Over, Under, Around, or Through
When Fred Zeth was 8 years old, his parents were told he had cancer. “Take him home and enjoy him,” the doctors told the Zeths, “because he won’t last long.” It was the late 1950s, and none of the doctors in the greater Philadelphia area had ever heard of fibrous dysplasia or McCune-Albright syndrome (FD/MAS). The unexplained black and blue growth that ballooned Fred’s left cheek to four times its size seemed inexplicable and ominous.
Fred saw every doctor his parents could find in the area until finally, through desperation, his parents leaned on fellow church members who connected the Zeths to Children’s Hospital of Philadelphia and Dr. C Everett Koop. Dr. Koop would go on to serve as Surgeon General under Presidents Reagan and Bush and continued to be a mentor throughout Fred’s life. After taking a biopsy of Fred’s cheek, Dr. Koop diagnosed him with fibrous dysplasia. “Koop was a pediatric surgeon. He took me around the children’s wing where many children really did have terrible, terminal diagnoses. He helped me understand that, yeah, I had a terrible disfigurement, but it was a gift to be able to leave that hospital and live my life.”
And Fred did! “This disease can make you, but it does not define you,” Fred said, reflecting on his journey.
“Over, under, around or through, that’s been my motto. I always find a way.”

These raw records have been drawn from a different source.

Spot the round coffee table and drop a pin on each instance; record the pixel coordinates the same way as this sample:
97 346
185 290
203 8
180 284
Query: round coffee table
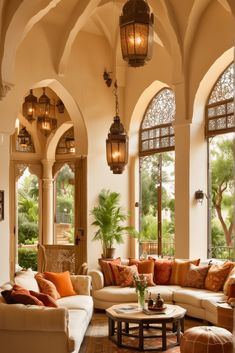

Fred’s can-do attitude was fostered by his father who encouraged him to be anything he wanted to be and not to let a diagnosis hold him back. He signed Fred up for karate which helped him gain focus and build confidence. Fred stuck with karate for over 20 years and even earned a black belt. Only once did he use his skills to defend himself in school when a schoolyard bully picked on him for his looks. “One fight was enough, they left me alone after that.”
In his youth, he described himself as a long-haired hippie, and today he remains somewhat of a conservationist. He took up fly fishing as a hobby. He enjoys the peace and quiet of the river and throwing a line on the water to catch smallmouth bass and trout. He still enjoys tent camping and even took up competitive shooting as a new outdoor hobby to enjoy. He teaches environmental school, training people to vet smokestacks for EPA emission levels.
During school, Fred became close friends with a woman who eventually became his wife. For years, his diagnosis made him fear having children, but they did eventually have the joy of having a son. Speaking to Fred, it’s clear that faith, family, and a sense of determination have grounded him despite the difficulties he faced.
Today it’s hard to notice the FD lesions that marred Fred’s face as a child.
“I’ve had 20 surgeries over the years, so now it’s barely visible.” More recently, Fred’s struggle has been with pain, “It started about 15 years ago and has been constant ever since,” Fred says, “I’m in pretty severe pain most of the time, but I do my best not to let it impinge upon my life.”
“For a long time, I thought I was the only one in the world with FD. Certainly, I’d never met anyone else with FD until I attended the 2017 conference, which was a real eye-opener” Fred recalls hearing the experts at the conference confirm that FD could not be passed on to children or grandchildren. “I prayed and prayed that my son would not have to face this disease,” said Fred, “Hearing that it couldn’t be passed on was a weight off my shoulders.”
The resources available to the newly diagnosed today astound Fred, who wishes he had that much information and the sense of community that exists now when he was young. Now, Fred tries to be active in the FD/MAS community online. “I feel for the parents of young children who are diagnosed,” said Fred, “I tell them, this won’t limit your child unless YOU limit your child.” He’s always happy to connect with any parent or patient who wants to talk. “FD is not a nice disease,” Fred says, “but you can either give up or get up. I tell them you’re going to be okay, and more than that, maybe you’re even going to be great.”